CERTIFICATE OF AMENDMENT TO THE

AMENDED AND RESTATED CERTIFICATE OF INCORPORATION

OF SUNESIS PHARMACEUTICALS, INC.

SUNESIS PHARMACEUTICALS, INC. (the “Corporation”), a corporation organized and existing under and by virtue of the General Corporation Law of the State of Delaware, does hereby certify:

FIRST: The name of the Corporation is Sunesis Pharmaceuticals, Inc.

SECOND: The original name of this company was Mosaic Pharmaceuticals, Inc., and the date of filing the original Certificate of Incorporation of this company with the Secretary of State of the State of Delaware was February 10, 1998.
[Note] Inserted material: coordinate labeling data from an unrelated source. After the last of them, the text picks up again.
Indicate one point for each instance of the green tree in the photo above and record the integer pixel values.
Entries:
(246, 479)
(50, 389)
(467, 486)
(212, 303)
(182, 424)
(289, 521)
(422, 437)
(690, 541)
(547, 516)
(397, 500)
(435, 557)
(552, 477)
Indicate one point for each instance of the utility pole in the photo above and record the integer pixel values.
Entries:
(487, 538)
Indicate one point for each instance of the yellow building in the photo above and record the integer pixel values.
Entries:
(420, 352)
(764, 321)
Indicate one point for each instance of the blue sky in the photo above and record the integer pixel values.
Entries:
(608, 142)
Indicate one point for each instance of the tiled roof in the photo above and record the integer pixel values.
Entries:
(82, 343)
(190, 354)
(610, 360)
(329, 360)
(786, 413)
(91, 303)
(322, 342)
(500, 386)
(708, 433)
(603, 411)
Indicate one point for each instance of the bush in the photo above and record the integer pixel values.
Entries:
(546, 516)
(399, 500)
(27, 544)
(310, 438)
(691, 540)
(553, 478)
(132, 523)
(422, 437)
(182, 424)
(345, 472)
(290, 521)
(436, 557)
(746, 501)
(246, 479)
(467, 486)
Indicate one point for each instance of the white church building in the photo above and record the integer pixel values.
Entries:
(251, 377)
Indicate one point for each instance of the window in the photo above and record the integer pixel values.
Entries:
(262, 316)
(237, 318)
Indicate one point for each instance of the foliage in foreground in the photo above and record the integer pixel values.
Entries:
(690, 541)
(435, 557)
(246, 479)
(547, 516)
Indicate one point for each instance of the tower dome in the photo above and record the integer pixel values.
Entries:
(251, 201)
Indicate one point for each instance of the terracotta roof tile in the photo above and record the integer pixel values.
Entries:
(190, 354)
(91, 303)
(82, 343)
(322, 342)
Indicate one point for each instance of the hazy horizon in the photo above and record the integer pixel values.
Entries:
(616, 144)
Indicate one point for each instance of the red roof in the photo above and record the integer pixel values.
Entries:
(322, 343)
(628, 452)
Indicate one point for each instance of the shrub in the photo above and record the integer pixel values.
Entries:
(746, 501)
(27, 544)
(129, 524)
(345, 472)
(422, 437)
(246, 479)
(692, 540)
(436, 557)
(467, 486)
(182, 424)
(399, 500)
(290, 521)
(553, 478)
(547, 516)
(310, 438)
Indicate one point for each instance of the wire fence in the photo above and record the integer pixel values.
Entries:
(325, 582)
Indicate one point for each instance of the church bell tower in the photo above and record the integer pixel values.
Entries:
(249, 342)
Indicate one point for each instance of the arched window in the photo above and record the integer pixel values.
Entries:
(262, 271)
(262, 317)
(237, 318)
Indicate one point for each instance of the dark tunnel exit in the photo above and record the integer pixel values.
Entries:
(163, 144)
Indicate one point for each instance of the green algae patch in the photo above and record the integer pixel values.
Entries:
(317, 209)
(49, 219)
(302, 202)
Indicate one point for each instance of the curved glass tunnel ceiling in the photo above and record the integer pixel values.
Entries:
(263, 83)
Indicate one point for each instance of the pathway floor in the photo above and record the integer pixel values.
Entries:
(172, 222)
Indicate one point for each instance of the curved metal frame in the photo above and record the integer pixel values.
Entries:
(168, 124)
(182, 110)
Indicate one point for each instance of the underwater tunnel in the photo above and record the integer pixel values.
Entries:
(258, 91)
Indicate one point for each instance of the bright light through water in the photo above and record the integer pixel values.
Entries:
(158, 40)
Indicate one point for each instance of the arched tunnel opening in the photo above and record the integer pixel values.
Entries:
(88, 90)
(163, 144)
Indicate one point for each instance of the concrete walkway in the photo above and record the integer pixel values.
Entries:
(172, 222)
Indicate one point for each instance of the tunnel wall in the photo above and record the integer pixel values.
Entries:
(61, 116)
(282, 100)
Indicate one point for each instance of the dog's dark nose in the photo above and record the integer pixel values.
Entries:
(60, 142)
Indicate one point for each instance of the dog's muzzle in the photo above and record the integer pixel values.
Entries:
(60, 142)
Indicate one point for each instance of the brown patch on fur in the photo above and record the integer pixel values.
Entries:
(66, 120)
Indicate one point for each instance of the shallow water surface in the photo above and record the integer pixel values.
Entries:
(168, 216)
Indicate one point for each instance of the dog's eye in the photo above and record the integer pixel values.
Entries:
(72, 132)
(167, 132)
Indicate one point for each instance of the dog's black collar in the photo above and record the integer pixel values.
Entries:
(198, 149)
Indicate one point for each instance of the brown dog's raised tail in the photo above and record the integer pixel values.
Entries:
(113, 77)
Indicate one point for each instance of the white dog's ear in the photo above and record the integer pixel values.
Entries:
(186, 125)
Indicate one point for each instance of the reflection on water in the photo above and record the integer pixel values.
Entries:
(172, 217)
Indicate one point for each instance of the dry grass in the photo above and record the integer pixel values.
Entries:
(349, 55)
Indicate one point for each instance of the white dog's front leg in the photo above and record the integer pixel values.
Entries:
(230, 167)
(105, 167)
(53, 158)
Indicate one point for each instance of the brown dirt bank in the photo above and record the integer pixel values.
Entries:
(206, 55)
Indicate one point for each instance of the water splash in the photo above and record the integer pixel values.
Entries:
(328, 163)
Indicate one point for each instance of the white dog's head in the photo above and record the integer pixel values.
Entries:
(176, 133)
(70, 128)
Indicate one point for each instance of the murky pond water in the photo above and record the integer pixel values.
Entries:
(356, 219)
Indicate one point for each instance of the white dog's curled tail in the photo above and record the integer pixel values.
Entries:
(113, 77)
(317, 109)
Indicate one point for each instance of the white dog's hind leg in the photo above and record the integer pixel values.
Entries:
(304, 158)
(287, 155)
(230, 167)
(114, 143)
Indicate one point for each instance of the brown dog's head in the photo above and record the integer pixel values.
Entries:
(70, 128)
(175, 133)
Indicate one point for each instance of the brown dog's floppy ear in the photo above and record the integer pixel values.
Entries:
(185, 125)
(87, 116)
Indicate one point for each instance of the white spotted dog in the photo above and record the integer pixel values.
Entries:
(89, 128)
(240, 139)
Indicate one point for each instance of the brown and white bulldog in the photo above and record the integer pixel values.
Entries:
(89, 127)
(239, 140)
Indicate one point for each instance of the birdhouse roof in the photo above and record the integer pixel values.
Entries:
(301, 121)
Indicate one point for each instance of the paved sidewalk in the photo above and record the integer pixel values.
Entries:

THIRD: The Board of Directors of the Corporation, acting in accordance with the provisions of Sections 141 and 242 of the General Corporation Law of the State of Delaware, adopted resolutions amending its Amended and Restated Certificate of Incorporation as follows:

Article IV, Paragraph A shall be amended to add the following provisions in their entirety to the existing provisions of Article IV, Paragraph A:

“Effective as of 5:00 p.m., Eastern time, on the date this Certificate of Amendment to the Amended and Restated Certificate of Incorporation is filed with the Secretary of State of the State of Delaware (the “Effective Time”), each six (6) shares of the Corporation’s Common Stock, par value $0.0001 per share, issued and outstanding prior to the Effective Time shall, automatically and without any action on the part of the respective holders thereof, be combined and converted into one (1) share of Common Stock, par value $0.0001 per share, of the Corporation, and each six (6) shares of the Corporation’s Preferred Stock, par value $0.0001 per share, issued and outstanding prior to the Effective Time shall, automatically and without any action on the part of the respective holders thereof, be combined and converted into one (1) share of Preferred Stock, par value $0.0001 per share, of the Corporation. No fractional shares shall be issued and, in lieu thereof, any holder of less than one share of Common Stock shall, upon surrender after the Effective Time of a certificate which formerly represented shares of Common Stock that were issued and outstanding immediately prior to the Effective Time, be entitled to receive cash for such holder’s fractional share based upon the closing sales price of the Corporation’s Common Stock as reported on the NASDAQ Capital Market on the date this Certificate of Amendment to the Amended and Restated Certificate of Incorporation of the Corporation is filed with the Secretary of State of the State of Delaware, and any holder of less than one share of Preferred Stock shall, upon surrender after the Effective Time of a certificate which formerly represented shares of Preferred Stock that were issued and outstanding immediately prior to the Effective Time, be entitled to receive cash for such holder’s fractional share based upon the then fair value of the Preferred Stock as determined by the Board of Directors.”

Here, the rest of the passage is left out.